"Blue economy” is a term making the rounds these days. It refers to the use of aquatic (i.e. oceans, lakes, rivers) resources for economic activities meant to support societal development.
That being said, is there anything new about the concept of a blue economy? How could it be since water lies at the base of all natural processes and is the pillar upon which human civilization has thrived (or declined) for millennia?
For ancient Egyptians, the blue economy was tied to the moods of the Nile and was at the center of all things. North American Indigenous Peoples had inland and coastal waterways underpinning their blue economy lifelines for commerce, food security and transport. Scandinavian Vikings added their own particular blue economy flair when they sailed across the ocean to secure other nations’ shiny things. In more modern times, industrialization has been shaped by offshore activities like resource extraction, fishing, energy and transport. Civilisation has relied on the blue economy for millennia.

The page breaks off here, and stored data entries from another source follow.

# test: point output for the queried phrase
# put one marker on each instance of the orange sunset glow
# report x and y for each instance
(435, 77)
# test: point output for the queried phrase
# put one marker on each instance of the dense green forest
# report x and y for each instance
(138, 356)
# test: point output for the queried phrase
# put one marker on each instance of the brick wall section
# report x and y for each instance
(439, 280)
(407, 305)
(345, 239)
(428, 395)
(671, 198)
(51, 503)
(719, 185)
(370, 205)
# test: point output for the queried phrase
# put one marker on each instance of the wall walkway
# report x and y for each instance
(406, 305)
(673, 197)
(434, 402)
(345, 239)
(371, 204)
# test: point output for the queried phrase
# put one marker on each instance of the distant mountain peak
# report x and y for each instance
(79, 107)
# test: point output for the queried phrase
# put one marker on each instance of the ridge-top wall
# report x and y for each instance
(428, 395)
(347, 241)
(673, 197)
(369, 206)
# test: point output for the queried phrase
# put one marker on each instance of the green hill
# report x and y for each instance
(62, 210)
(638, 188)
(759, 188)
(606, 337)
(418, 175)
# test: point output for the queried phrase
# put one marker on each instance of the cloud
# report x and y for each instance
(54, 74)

However, there is a newness to this approach linked to the pressures that have resulted from decades of unsustainable economic growth that ignored critical natural limits. This sense of the blue economy being something new comes from the Sustainable Development Goals, agreed to at the United Nations in 2015, and which aim to balance our human needs with nature’s capacity to provide for those needs. So while a blue economy is not a new concept, a sustainable blue economy is.
A sustainable blue economy requires us to rethink what countries wish to derive from water-based activities. Is the intent to simply grow the scale of activities in order to increase financial wealth and our Gross Domestic Product? Or is the intent to increase human well-being and progress while maintaining natural health and operating within planetary limits? The decades of unsustainability which we are now having to deal with and challenging decisions show us that these two pathways are incompatible.

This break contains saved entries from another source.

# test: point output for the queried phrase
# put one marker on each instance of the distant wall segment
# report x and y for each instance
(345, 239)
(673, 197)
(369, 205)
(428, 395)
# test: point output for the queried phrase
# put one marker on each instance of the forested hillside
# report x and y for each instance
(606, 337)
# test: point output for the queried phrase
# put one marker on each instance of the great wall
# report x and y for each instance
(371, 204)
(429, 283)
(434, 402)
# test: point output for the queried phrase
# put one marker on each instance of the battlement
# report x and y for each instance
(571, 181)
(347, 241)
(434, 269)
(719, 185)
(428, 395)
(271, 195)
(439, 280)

A sustainable blue economy therefore will require “sustainable blue economics” or in other words, new, innovative ways to help direct our economic pursuits and monitor whether our endeavours are achieving the progress we seem to desire. While the measurement of Gross Domestic Product (GDP) can tell you how a typical blue economy is doing, it can’t tell you how well you're doing with respect to a sustainable blue economy. That’s because GDP is designed to measure how much production and consumption is happening in an economy as well as the value of financial transactions that support it. It’s a statistical framework and does not support the ability to measure the qualities that are essential to the well-being of people and planet.

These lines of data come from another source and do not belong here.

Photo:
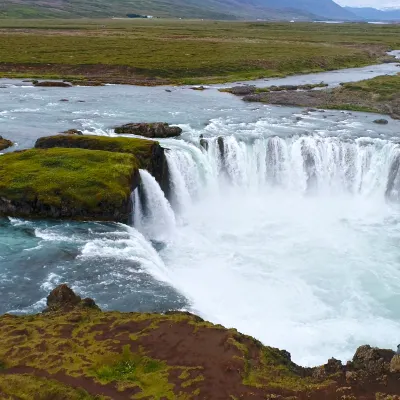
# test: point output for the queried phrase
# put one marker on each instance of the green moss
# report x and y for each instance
(382, 87)
(349, 107)
(204, 51)
(141, 149)
(28, 387)
(77, 178)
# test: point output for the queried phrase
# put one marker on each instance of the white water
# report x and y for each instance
(296, 244)
(158, 220)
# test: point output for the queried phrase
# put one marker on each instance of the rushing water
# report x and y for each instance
(286, 227)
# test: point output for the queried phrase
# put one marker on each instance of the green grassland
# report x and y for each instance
(185, 51)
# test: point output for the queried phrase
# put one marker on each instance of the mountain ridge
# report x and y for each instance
(208, 9)
(370, 13)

The Sustainable Development Goals framework offers guidance into what could define sustainable blue economies. And yet that remains only part of the solution. For one thing, economics itself needs to evolve as a science. When the real world evidence contradicts the theoretical framework, that framework needs to be changed. So far, the pressure has been to make the real world fit a flawed framework. Considering that over 70% of the Earth is actually water, the recent global drive to establish sustainable blue economies offers an unprecedented opportunity to promote new economic thinking.